The brighter the love had shone, the more intense the hatred that now burned. Matilda’s right hand could no longer bear weight; even making a fist was a struggle. Nevertheless, she clenched her fist tightly, her arm shaking, but her grip fierce.
She couldn’t be defeated, not again. With her other hand, she fished out a pill and swallowed it with water, sitting in front of the computer, taking deep breaths, clutching at her chest as if trying to force more air into her lungs.
But it was futile.
Her chest felt tight, suffocating, gasping for breath.
Tears mixed with pain surged from within, and Matilda let out a sound like a trapped animal in distress.
“Logan, what do I do? How do I save you, and how do I save myself?” She yelled.
She once read, “The greatest regret of my life is that the one who pushed me into hell also once led me to heaven.”
But Matilda thought, Yvan never took her to heaven, only cast her straight into hell. All her suffering, he was the root. Not once was there tenderness.
She had been naive, unwilling to face the truth until now, still gasping for breath in Yvan’s shadow.
Willow had left with a swish, not bothering to shut the door behind her.
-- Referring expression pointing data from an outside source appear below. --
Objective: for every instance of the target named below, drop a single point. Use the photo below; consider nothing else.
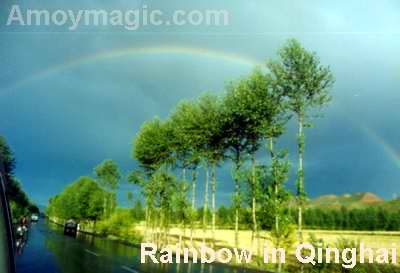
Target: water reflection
(91, 254)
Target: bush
(120, 224)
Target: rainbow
(387, 148)
(123, 52)
(190, 51)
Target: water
(49, 251)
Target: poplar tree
(305, 82)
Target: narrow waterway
(49, 251)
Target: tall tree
(306, 83)
(212, 146)
(153, 149)
(241, 128)
(185, 143)
(108, 176)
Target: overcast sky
(63, 110)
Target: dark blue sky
(62, 120)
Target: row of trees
(20, 203)
(205, 133)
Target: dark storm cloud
(62, 124)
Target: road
(49, 251)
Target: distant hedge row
(371, 218)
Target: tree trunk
(253, 203)
(271, 148)
(237, 201)
(213, 193)
(300, 176)
(192, 216)
(205, 205)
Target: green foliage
(7, 157)
(152, 145)
(19, 202)
(119, 224)
(369, 218)
(299, 75)
(82, 200)
(108, 174)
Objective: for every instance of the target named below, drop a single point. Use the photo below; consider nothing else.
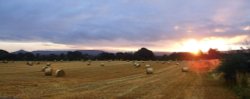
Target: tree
(144, 54)
(232, 65)
(4, 55)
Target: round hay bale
(60, 73)
(5, 61)
(43, 69)
(102, 64)
(48, 64)
(184, 69)
(149, 70)
(48, 71)
(137, 65)
(30, 63)
(147, 66)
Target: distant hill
(90, 52)
(162, 53)
(58, 52)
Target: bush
(234, 66)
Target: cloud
(125, 22)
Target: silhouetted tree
(4, 55)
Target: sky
(124, 25)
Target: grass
(117, 79)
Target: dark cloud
(81, 22)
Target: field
(117, 79)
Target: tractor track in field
(101, 85)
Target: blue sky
(120, 24)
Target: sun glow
(222, 44)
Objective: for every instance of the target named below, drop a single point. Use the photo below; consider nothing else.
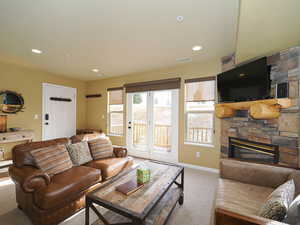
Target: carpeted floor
(199, 191)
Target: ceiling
(116, 36)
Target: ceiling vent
(182, 60)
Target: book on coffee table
(129, 187)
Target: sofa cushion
(278, 202)
(245, 199)
(79, 153)
(293, 214)
(295, 175)
(111, 166)
(52, 160)
(101, 148)
(65, 185)
(21, 153)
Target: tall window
(199, 110)
(115, 111)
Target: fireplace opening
(253, 151)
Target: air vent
(186, 59)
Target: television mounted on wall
(247, 82)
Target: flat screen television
(247, 82)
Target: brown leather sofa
(49, 200)
(243, 189)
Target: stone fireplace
(281, 134)
(253, 151)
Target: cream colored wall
(28, 82)
(97, 108)
(267, 26)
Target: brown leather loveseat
(49, 200)
(243, 189)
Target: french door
(152, 124)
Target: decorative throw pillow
(293, 213)
(278, 202)
(101, 148)
(79, 153)
(53, 159)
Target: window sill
(115, 135)
(200, 145)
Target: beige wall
(28, 82)
(97, 110)
(267, 26)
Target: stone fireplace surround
(283, 131)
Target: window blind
(173, 83)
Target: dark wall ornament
(11, 102)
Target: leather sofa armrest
(119, 151)
(29, 178)
(224, 216)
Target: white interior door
(152, 125)
(59, 111)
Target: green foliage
(137, 99)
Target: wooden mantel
(260, 109)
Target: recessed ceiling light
(197, 48)
(179, 18)
(36, 51)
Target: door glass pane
(139, 120)
(199, 127)
(162, 117)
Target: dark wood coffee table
(152, 204)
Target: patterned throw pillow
(278, 202)
(53, 159)
(79, 153)
(101, 148)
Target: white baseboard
(217, 171)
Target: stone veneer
(284, 131)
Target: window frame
(187, 112)
(109, 113)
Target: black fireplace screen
(252, 151)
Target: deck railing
(162, 134)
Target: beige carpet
(199, 191)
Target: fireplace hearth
(253, 151)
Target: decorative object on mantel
(11, 102)
(3, 123)
(283, 131)
(88, 131)
(23, 135)
(260, 109)
(94, 96)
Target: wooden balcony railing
(199, 135)
(162, 134)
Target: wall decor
(11, 102)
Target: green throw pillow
(79, 153)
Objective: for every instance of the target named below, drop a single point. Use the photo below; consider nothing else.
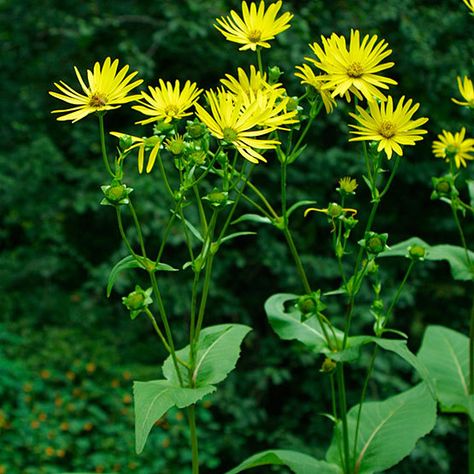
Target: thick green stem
(343, 409)
(194, 439)
(102, 144)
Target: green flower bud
(195, 129)
(416, 252)
(125, 142)
(274, 74)
(328, 365)
(334, 210)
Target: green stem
(102, 144)
(343, 408)
(194, 439)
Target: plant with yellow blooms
(206, 148)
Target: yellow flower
(142, 144)
(255, 27)
(236, 124)
(391, 128)
(244, 86)
(454, 146)
(355, 68)
(310, 78)
(469, 4)
(167, 102)
(466, 89)
(107, 90)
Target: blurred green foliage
(57, 244)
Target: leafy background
(68, 355)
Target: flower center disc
(97, 100)
(387, 129)
(230, 135)
(254, 36)
(355, 70)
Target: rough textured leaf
(446, 355)
(398, 346)
(153, 399)
(388, 430)
(288, 325)
(299, 463)
(218, 350)
(253, 218)
(455, 256)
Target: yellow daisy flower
(466, 89)
(107, 89)
(245, 85)
(469, 4)
(454, 146)
(167, 102)
(355, 68)
(309, 77)
(142, 144)
(231, 121)
(391, 128)
(255, 27)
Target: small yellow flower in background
(247, 86)
(167, 102)
(142, 144)
(316, 81)
(107, 90)
(231, 121)
(454, 146)
(391, 128)
(255, 27)
(469, 4)
(355, 68)
(466, 89)
(348, 184)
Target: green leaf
(253, 218)
(128, 262)
(288, 325)
(298, 462)
(446, 355)
(296, 205)
(398, 346)
(470, 188)
(218, 350)
(236, 234)
(153, 399)
(388, 430)
(454, 255)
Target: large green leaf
(153, 399)
(398, 346)
(455, 256)
(298, 462)
(287, 323)
(218, 350)
(388, 430)
(135, 262)
(446, 355)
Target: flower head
(107, 89)
(255, 27)
(391, 128)
(308, 76)
(454, 146)
(466, 89)
(167, 102)
(469, 4)
(231, 121)
(143, 144)
(355, 68)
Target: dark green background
(58, 245)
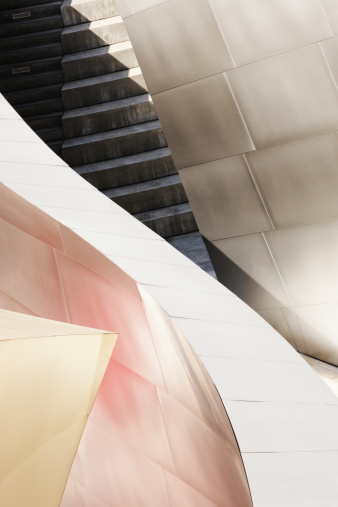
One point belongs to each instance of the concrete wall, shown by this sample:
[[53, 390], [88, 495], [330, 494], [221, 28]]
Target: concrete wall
[[246, 92]]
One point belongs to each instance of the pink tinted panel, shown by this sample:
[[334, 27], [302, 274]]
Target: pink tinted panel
[[87, 498], [85, 253], [180, 494], [94, 301], [118, 474], [185, 376], [128, 407], [27, 217], [28, 273], [209, 464], [8, 303], [70, 496]]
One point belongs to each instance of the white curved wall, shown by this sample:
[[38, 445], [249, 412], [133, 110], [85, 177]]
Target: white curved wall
[[283, 415]]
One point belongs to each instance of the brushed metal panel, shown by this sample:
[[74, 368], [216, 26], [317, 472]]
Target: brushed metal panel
[[180, 493], [319, 324], [224, 199], [268, 422], [219, 475], [128, 407], [237, 341], [29, 274], [129, 7], [241, 379], [178, 42], [295, 329], [307, 260], [92, 298], [21, 214], [251, 273], [287, 97], [276, 319], [331, 10], [311, 477], [202, 122], [298, 181], [330, 50], [177, 358], [263, 28], [117, 473]]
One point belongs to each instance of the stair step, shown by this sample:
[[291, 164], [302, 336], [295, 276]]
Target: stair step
[[170, 221], [108, 116], [192, 246], [99, 89], [45, 121], [8, 4], [115, 143], [127, 170], [81, 11], [41, 107], [33, 53], [30, 40], [31, 68], [30, 26], [31, 12], [50, 134], [56, 146], [34, 94], [94, 34], [99, 61], [149, 195], [27, 81]]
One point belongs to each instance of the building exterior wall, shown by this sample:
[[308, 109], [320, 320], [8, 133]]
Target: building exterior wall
[[283, 416], [246, 92]]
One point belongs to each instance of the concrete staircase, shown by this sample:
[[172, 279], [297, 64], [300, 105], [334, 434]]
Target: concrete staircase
[[70, 71], [30, 71], [112, 134]]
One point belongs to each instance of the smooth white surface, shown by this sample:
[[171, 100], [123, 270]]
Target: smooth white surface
[[307, 479], [284, 427], [252, 380], [246, 358], [220, 339]]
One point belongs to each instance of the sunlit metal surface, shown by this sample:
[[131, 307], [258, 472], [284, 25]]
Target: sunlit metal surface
[[257, 147], [252, 366]]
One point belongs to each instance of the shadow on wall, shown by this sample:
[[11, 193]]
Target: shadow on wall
[[292, 323]]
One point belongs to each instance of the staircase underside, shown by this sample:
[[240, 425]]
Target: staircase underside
[[70, 71]]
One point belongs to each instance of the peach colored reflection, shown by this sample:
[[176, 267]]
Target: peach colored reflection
[[158, 431]]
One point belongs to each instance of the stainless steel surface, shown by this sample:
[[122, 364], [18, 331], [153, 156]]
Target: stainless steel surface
[[290, 96], [202, 122], [252, 120], [298, 181], [263, 28], [228, 183], [170, 50]]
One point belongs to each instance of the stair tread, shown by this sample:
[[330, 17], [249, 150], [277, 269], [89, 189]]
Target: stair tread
[[92, 25], [105, 78], [33, 6], [31, 62], [107, 106], [144, 186], [111, 134], [32, 34], [91, 53], [42, 116], [123, 161], [176, 209]]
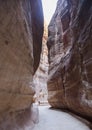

Such a lady was likely unused to such things, always having attendants to close doors for her. So, when she left, the studio door remained ajar, letting the cold pre–winter wind howl in.
Papers on the desk fluttered wildly in the breeze.
Matilda sunk into the couch, her face sickly pale, and slowly turned her gaze toward the door as the night grew darker. She realized she lacked the strength to close it, just as she lacked the courage to face Yvan.
The night wind was cold, carrying sighs that might belong to anyone, swirling through every corner of this glittering metropolis. It witnessed the warmth and coldness of human relationships but remained as elusive as ever, carrying away nothing but time and temperature.